Assim sendo, Vigotski (1933/2004c) aponta a importância da análise semiótica dos sentidos como método para investigar o conteúdo da consciência e postula que "a verdadeira compreensão consiste em penetrar os motivos do interlocutor" (Vigotski, 1933/2004c, p. 184). Vigotski chega a assegurar que essa é a única metodologia capaz de tal desafio sendo a fala, oral ou escrita, uma forma de se acessar a dimensão afetivo-volitiva dos sujeitos. Para tanto, buscamos promover reflexões dos gestores almejando novas ressignificação de suas práticas e do contexto de que tomam parte, haja vista, ser este movimento, como afirma Vigotski, a base de todo e qualquer processo de mudança.

Todos os encontros foram gravados, auditados e transcritos. Dessas transcrições derivaram as sínteses, que eram lidas com os gestores no início do encontro subsequente.
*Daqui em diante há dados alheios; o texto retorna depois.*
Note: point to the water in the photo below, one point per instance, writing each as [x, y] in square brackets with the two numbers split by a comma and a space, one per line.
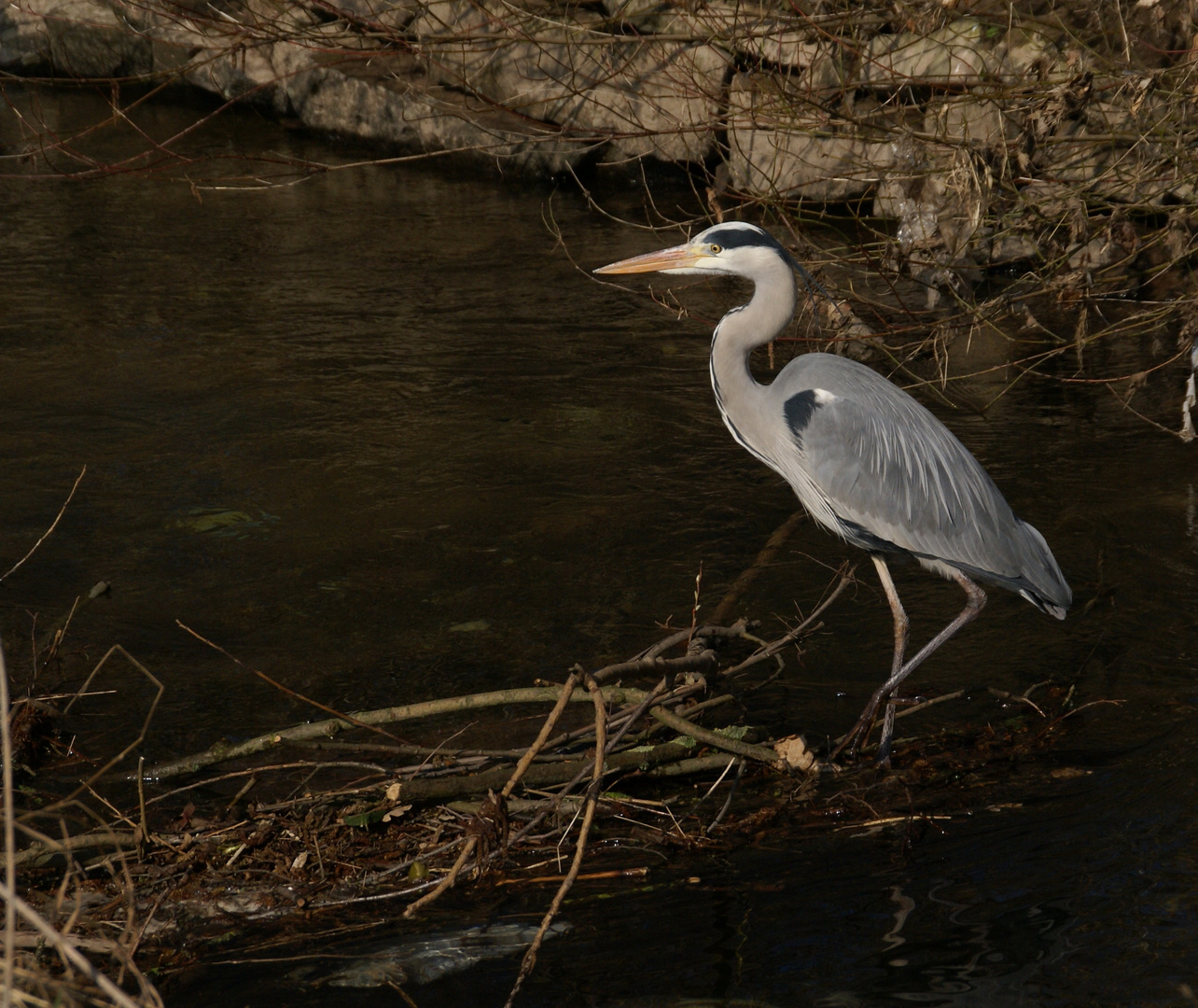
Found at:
[379, 438]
O processo de construção e leitura da síntese dividiu-se em três etapas.

Na primeira,a construção da síntese demandava da psicóloga uma escuta atenta, nos momentos de audição, para o que havia sido central na discussão dos gestores, de modo que fosse possível apresentar um relato do encontro anterior, que pudesse ser lido em voz alta pela psicóloga ou um dos gestores, sem, contudo, tornar-se maçante aos ouvintes. Ao final destes relatos apenas era perguntado para os gestores se gostariam de alterar alguma coisa na síntese.
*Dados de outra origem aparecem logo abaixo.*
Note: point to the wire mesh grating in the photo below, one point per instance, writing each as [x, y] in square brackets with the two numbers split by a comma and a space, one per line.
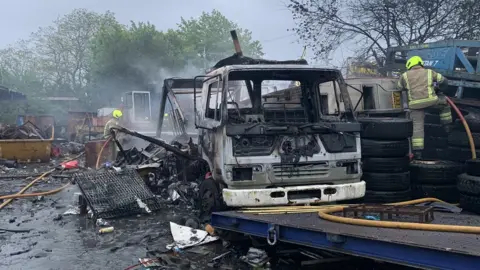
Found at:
[114, 194]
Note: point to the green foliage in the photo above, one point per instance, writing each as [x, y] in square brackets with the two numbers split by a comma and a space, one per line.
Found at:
[207, 39]
[93, 57]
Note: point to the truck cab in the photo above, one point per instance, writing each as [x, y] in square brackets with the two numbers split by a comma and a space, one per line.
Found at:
[268, 141]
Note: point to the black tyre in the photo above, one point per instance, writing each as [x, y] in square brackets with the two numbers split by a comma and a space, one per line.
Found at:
[468, 184]
[435, 142]
[434, 154]
[447, 193]
[435, 129]
[473, 167]
[209, 199]
[386, 128]
[372, 148]
[473, 121]
[460, 154]
[460, 138]
[386, 165]
[470, 203]
[437, 172]
[387, 197]
[432, 118]
[387, 181]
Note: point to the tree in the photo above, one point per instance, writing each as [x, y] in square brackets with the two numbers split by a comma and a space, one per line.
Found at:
[64, 49]
[19, 70]
[375, 25]
[131, 58]
[207, 39]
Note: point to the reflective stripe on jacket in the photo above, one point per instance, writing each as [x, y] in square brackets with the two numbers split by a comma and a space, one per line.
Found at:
[111, 123]
[419, 83]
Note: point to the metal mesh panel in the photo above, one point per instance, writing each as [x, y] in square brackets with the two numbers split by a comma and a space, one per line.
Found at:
[111, 194]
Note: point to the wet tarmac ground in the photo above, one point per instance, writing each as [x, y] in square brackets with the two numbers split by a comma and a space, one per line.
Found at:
[58, 241]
A segunda etapa derivou de dois movimentos concomitantes: o estabelecimento de vínculos dos gestores com a psicóloga, e as inquietações que as acompanhava ao final de alguns encontros, e que se acreditava derivar dos sentidos e significados configurados pela investigadora e pelos gestores nessas reuniões. Essas percepções deram origem a um novo movimento de construção de síntese, visto que era preciso que se buscassem os movimentos de teses, antíteses e sínteses realizados pelo grupo, como modo de apreender os sentidos e significados configurados nestes espaços. Ainda nessa direção,foram intensificados os momentos de discussão dos resultados encontrados com a professora orientadora, visando ampliar a compreensão desses movimentos. Acrescentamos, ao final da síntese, em forma de tópicos, o que compreendíamos ser os sentidos e significados configurados nos encontros, e pedia-se que os gestores discutissem sobre eles.
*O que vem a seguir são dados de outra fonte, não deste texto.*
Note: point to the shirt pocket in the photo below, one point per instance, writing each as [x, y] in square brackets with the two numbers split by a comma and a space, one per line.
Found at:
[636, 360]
No terceiro momento do trabalho, buscou-se favorecer nas sínteses, os movimentos de contradições que emergiam nas reuniões, realizávamos a leitura e tentávamos identificar os sentidos ainda no encontro, de modo coletivo.

Para atender aos objetivos a que se propõe este artigo, destacamos a análise de três encontros que evidenciam o papel da síntese como instrumento que pode favorecer a ampliação da consciência de gestores escolares sobre os seus modos de atuar na escola.

 

RESULTADOS E DISCUSSÃO

O trabalho com a equipe gestora: primeiras impressões

O grupo de pesquisa já havia desenvolvido inúmeros trabalhos envolvendo diversos atores escolares, professores, alunos e professores de educação especial. Os resultados de uma pesquisa intervenção realizada com um grupo de docentes dessa escola, no qual se buscou compreender a constituição identitária dos professores, revelou a necessidade de uma maior aproximação dos psicólogos com a equipe gestora, como meio de desenvolver um trabalho voltado ao coletivo, objetivando alterar o movimento de culpabilização do outro pelos problemas vivenciados na escola (Souza, 2009).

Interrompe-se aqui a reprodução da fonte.